Some of our partners have already expressed their willingness to contribute troops and police for such a mission—but if, and only if, it is agreed that Gaza and the West Bank are reunified under a reformed PA as part of a pathway to an independent Palestinian state.
This depicts a fairly conventional late 1990s style “integrated” intervention. The UN Security Council authorized interim administrations like this in Bosnia and Herzegovina (1995), East Timor (1999), and Kosovo (1999). They were not brilliantly successful, but they markedly improved the situation in all three places. Blinken omits one essential ingredient for success: executive authority. The UNSC will need to empower the interim authorities to issue laws, arrest people, and use force to protect civilians.
One new wrinkle here is the Palestinians, who are divided politically and geographically. Palestinian Authority (PA) President Abbas has already declared its readiness to take on its assigned role. I don’t know anyone who would agree with that proposition, as he has done little to reform it. Besides, it is going to have trouble gaining traction in territory ruled by Hamas for almost two decades. Hamas has said it is prepared to give up its governance role. But at least some of the remaining Hamas militants are going to make sure the PA has a hard time.
Other new wrinkles
I see little prospect that the current Israeli government will accept what Blinken proposes. Netanyahu will not want the ceasefire to last past 6 weeks. That would mark the beginning of the end for him. His right-wing coalition partners had a hard time accepting the ceasefire. They will not accept an international administration whose mandate includes eventual creation of a Palestinian state. In addition, if the war ends or his government collapses, Netanyahu will have to face prosecution and elections. He doesn’t want that.
It will not be possible to start up an international administration without Israeli cooperation. Neighbors are vital factors in determining the success or failure of post-war stabilization and reconstruction. Arab Gulf states won’t agree to contribute troops, police, and money without Israeli approval.
What remains of Hamas will also oppose the next phase, which threatens to end its rule permanently. After 6 weeks of recuperation and attempts to re-arm, extremists in Hamas will try to derail the process. It will only take an attack or two on innocent Israelis to restart the war.
The final new wrinkle
If ever we get to the next phase, it will be in the Trump Administration. In his first term, Trump gave the Israelis 100% support. He abandoned support for the two-state solution and moved the US embassy to Jerusalem. He accepted annexation of the Golan Heights and West Bank settlements as legal. His negotiators put forward a peace plan that paid little attention to the Palestinian goal of statehood.

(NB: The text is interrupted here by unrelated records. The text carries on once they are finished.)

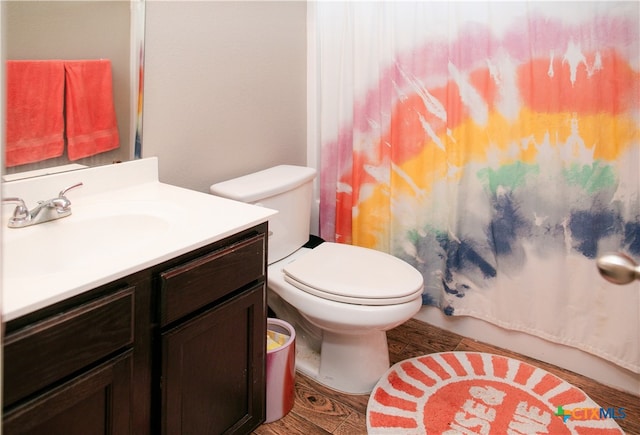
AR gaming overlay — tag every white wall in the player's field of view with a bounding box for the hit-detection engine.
[142,0,307,192]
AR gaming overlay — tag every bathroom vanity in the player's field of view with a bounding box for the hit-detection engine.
[3,161,273,435]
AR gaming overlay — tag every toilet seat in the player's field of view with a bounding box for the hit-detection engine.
[282,242,423,305]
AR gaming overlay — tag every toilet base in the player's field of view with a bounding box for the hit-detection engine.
[296,330,390,394]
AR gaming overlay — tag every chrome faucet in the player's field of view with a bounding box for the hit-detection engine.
[2,183,82,228]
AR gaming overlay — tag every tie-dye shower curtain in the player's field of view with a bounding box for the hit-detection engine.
[309,1,640,373]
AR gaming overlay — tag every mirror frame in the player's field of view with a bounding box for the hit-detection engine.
[0,0,146,181]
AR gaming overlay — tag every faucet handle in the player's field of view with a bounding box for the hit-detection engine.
[2,197,29,221]
[58,181,82,198]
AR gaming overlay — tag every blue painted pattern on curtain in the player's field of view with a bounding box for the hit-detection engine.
[314,1,640,373]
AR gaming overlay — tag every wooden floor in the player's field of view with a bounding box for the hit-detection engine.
[254,319,640,435]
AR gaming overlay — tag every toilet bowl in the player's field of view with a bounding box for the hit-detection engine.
[267,242,422,394]
[211,165,424,394]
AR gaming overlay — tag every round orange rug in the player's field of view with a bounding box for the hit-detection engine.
[367,352,626,435]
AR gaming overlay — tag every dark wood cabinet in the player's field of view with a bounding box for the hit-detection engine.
[2,223,267,435]
[2,350,133,435]
[162,286,266,435]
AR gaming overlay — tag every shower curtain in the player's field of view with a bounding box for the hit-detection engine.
[309,1,640,373]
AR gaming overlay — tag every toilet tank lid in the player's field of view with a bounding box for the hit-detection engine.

Trump is reputed to have played a key role in getting the ceasefire. But he did that by threatening Hamas, not the Israelis. Blinken in his remarks at the Atlantic Council suggested that
Israelis must abandon the myth that they can carry out de-facto annexation without cost and consequence to Israel’s democracy, to its standing, to its security.
Trump isn’t going to tell them that. It will happen only if Israelis go to the polls and elect a government committed to Israeli democracy. That is what Netanyahu and his right-wing allies will try to prevent. If they succeed, the war will go on.